What to Know
- A rabid kitten exposed more than a dozen people to rabies in three New Jersey counties, health officials warn
- The kitten was adopted on Nov. 12 and its owner took it to a school, hospital and a Thanksgiving party
- The cat was euthanized this week and the owner is receiving post-exposure treatment
A rabid kitten exposed more than a dozen people in three New Jersey counties to rabies after going to a hospital and school and attending a Thanksgiving party, health officials say.
The New Jersey Department of Health issued a warning Thursday to people who may have come in contact with the rabid kitten between Nov. 13 and Nov. 23.
The person who adopted the stray cat in Edison on Nov. 12 started receiving post-exposure rabies treatment on Nov. 28 after coming into contact with the feline’s saliva, health officials say.
Over the course of about a week, the cat’s newfound owner took it to school classes, a hospital and a Thanksgiving party, exposing it to multiple people, according to officials.

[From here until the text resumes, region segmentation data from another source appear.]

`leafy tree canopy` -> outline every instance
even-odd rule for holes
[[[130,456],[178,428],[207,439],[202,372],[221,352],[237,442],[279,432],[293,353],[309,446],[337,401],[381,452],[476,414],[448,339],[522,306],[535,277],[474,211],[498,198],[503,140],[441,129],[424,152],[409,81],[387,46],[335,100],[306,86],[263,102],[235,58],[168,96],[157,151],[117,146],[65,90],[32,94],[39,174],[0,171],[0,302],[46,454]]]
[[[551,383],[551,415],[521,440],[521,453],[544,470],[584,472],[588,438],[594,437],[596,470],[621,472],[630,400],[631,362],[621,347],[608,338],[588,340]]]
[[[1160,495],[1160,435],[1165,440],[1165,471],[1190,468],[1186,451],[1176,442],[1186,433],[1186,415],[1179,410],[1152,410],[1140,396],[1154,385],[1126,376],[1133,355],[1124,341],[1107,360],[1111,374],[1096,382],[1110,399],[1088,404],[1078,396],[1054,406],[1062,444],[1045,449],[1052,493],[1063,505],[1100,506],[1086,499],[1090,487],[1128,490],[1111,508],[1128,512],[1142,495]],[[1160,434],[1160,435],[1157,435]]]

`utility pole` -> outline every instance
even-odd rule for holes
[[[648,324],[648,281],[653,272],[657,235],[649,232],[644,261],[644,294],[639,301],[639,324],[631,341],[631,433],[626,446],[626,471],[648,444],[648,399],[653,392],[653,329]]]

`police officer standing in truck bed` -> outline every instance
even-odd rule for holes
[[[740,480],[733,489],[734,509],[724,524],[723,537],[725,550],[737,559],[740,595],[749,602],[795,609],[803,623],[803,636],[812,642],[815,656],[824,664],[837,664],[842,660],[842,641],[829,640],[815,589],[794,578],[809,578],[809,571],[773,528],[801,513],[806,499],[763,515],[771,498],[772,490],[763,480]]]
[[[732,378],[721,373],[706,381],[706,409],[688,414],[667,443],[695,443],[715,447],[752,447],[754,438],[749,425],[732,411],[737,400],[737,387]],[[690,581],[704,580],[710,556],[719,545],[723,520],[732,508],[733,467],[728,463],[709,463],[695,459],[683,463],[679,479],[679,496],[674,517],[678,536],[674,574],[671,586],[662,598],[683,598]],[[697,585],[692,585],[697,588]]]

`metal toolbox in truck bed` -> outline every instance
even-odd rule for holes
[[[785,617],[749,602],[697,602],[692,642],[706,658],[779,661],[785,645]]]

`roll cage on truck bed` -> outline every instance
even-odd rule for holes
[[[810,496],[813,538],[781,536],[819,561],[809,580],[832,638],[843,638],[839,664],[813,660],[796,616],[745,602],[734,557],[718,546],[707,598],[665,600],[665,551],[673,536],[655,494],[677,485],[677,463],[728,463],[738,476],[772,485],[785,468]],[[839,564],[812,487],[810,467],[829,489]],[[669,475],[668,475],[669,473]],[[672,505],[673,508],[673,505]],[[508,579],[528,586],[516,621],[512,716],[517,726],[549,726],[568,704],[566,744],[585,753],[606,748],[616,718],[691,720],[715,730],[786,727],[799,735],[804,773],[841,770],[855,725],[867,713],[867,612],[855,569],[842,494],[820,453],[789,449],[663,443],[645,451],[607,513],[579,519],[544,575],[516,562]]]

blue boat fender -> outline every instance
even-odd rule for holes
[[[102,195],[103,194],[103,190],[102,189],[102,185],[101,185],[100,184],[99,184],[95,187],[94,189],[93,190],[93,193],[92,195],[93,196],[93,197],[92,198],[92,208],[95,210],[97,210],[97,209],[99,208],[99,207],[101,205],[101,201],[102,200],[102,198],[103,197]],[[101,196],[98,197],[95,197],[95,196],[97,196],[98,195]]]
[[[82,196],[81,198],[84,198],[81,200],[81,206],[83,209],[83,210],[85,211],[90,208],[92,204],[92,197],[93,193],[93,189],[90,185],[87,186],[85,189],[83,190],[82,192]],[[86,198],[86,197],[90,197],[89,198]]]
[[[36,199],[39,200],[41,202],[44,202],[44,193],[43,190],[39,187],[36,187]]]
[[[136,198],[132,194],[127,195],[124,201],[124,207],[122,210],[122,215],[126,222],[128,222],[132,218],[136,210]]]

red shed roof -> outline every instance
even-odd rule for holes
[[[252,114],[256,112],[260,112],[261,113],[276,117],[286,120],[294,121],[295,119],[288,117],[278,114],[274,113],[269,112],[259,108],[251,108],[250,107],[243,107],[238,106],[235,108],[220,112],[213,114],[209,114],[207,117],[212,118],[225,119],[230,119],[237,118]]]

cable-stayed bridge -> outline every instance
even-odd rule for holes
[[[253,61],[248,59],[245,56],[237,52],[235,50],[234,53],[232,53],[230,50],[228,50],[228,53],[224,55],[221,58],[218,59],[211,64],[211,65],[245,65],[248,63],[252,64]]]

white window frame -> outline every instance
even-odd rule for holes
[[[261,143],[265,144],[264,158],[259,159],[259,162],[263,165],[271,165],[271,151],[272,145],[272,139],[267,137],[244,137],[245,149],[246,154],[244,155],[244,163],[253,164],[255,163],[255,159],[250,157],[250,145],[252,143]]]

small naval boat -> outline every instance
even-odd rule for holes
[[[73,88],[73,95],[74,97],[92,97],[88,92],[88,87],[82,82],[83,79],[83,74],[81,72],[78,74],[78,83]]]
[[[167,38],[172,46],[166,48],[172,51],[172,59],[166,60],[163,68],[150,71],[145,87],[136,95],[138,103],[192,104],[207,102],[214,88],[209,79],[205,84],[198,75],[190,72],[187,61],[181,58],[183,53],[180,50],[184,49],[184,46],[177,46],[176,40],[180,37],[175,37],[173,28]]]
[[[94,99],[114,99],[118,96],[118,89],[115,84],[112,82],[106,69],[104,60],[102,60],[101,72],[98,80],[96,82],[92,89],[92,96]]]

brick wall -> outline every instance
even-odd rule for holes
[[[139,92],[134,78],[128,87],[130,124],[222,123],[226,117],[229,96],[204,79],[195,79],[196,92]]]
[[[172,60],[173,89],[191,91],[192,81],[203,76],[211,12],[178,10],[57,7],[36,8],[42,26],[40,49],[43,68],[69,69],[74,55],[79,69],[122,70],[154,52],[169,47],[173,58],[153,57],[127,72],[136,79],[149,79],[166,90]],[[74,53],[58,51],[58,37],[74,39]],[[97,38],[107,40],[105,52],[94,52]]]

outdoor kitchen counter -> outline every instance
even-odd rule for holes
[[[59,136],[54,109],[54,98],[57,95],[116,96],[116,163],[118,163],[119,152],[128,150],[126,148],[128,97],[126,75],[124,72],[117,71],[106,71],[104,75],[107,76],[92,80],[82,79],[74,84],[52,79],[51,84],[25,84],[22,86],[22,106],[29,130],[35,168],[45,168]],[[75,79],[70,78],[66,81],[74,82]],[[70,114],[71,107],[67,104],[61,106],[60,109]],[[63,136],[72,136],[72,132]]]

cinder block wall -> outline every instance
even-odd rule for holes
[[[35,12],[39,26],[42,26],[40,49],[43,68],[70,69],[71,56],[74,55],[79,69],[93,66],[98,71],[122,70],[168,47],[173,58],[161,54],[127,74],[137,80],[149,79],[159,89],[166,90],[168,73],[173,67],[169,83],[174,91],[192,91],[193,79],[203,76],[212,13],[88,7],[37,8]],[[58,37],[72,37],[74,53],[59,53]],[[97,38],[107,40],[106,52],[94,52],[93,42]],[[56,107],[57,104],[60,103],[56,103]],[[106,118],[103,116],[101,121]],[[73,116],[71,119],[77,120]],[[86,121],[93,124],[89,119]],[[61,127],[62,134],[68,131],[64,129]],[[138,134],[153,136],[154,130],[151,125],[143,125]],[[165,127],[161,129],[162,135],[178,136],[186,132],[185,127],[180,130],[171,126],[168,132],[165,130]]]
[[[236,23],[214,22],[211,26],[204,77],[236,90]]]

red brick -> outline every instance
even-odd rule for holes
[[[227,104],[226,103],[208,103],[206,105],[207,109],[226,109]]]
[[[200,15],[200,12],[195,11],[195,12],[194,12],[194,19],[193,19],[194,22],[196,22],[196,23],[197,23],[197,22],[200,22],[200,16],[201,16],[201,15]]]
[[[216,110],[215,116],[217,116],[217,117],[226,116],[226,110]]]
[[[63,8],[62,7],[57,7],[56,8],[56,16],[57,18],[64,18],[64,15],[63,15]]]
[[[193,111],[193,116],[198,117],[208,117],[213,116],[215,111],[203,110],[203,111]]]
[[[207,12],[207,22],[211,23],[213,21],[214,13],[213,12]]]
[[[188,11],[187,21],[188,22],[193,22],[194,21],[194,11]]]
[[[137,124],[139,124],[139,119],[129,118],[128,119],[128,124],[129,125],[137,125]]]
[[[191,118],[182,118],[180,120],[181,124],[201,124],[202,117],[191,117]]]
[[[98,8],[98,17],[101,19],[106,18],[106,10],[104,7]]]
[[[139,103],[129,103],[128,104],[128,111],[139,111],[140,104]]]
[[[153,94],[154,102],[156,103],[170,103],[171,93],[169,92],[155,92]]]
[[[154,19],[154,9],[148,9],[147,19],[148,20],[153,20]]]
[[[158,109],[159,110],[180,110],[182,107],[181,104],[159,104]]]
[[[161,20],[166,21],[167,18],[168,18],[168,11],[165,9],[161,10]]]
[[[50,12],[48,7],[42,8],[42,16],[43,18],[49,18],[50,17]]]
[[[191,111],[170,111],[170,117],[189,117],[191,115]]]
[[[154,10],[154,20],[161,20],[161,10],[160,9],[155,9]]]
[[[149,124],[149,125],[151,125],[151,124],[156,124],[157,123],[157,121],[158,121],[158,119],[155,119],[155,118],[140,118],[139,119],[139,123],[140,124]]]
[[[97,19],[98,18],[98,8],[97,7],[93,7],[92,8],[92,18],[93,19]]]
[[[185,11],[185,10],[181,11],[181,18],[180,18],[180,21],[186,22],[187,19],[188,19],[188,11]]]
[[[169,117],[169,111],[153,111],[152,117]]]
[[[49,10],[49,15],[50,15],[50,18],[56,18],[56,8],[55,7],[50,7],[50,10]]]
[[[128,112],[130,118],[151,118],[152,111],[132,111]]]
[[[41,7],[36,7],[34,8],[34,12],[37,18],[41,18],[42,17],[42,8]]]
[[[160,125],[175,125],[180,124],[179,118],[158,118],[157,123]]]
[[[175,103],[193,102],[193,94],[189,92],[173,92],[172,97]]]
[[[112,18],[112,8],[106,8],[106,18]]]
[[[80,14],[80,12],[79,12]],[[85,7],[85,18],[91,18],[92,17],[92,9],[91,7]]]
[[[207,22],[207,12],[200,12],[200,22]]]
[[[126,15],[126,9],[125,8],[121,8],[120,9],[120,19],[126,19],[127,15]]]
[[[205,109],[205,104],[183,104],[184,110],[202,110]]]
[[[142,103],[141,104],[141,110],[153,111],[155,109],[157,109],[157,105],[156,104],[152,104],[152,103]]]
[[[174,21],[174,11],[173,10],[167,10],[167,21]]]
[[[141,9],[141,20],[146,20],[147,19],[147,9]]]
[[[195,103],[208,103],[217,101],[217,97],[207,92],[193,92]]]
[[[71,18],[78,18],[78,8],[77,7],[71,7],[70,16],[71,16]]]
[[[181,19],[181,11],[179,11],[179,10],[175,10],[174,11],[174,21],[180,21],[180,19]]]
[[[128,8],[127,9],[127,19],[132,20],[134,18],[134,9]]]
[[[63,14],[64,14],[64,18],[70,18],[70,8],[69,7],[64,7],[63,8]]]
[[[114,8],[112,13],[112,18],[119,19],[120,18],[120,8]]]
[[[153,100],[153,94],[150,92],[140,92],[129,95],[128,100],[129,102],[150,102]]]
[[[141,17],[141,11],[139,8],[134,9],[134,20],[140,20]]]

The cat was taken to Branford Hall Career Institute in Hamilton Township from Nov. 13 through Nov. 16, when it’s believed two classmates were exposed.
Then, on either Nov. 13 or Nov. 14, the owner took the cat to a Middlesex County hospital to be looked at while he or she was at work. The kitten was in a cat carrier and it’s not believed anyone at the hospital was exposed.
On Nov. 17, the owner took the cat to a Thanksgiving party in Old Bridge, where about a dozen people had close contact with the kitten. Some of the guests were reportedly scratched and licked by the cat, health officials say.
A few days later, on Nov. 23, the cat stopped eating, became fatigued and started showing signs of rabies infection. It was taken to a veterinary facility, where it was euthanized on Nov. 26.
Local health departments are working to figure out how many people and animals were possibly exposed to the rabid cat.
Anyone who may have been exposed should consult a medical provider right away. Treatment is 100 percent effective in humans if caught early, but the disease is deadly if not treated.
The virus that causes rabies is found in the saliva of a rabid animal and is transmitted by a bite, scratch or contact with infected saliva via an open cut or wound.
Symptoms of rabies include fever, pain at the site of the bite, lethargy, lack of appetite, nausea and vomiting. Symptoms can develop anywhere from 12 days to six months after a bite. Left untreated, rabies attacks the nervous system and causes death.
Rabies occurs most often in wildlife like raccoons, bats, skunks, groundhogs, foxes, stray cats and bats. Health officials warn people to avoid wild animals and to keep their pets on leashes when outdoors.
State Public Health Veterinarian Dr. Colin Campbell said cats account for 85 percent of the cases of rabies in domestic animals because many roam free and are usually not vaccinated against the disease.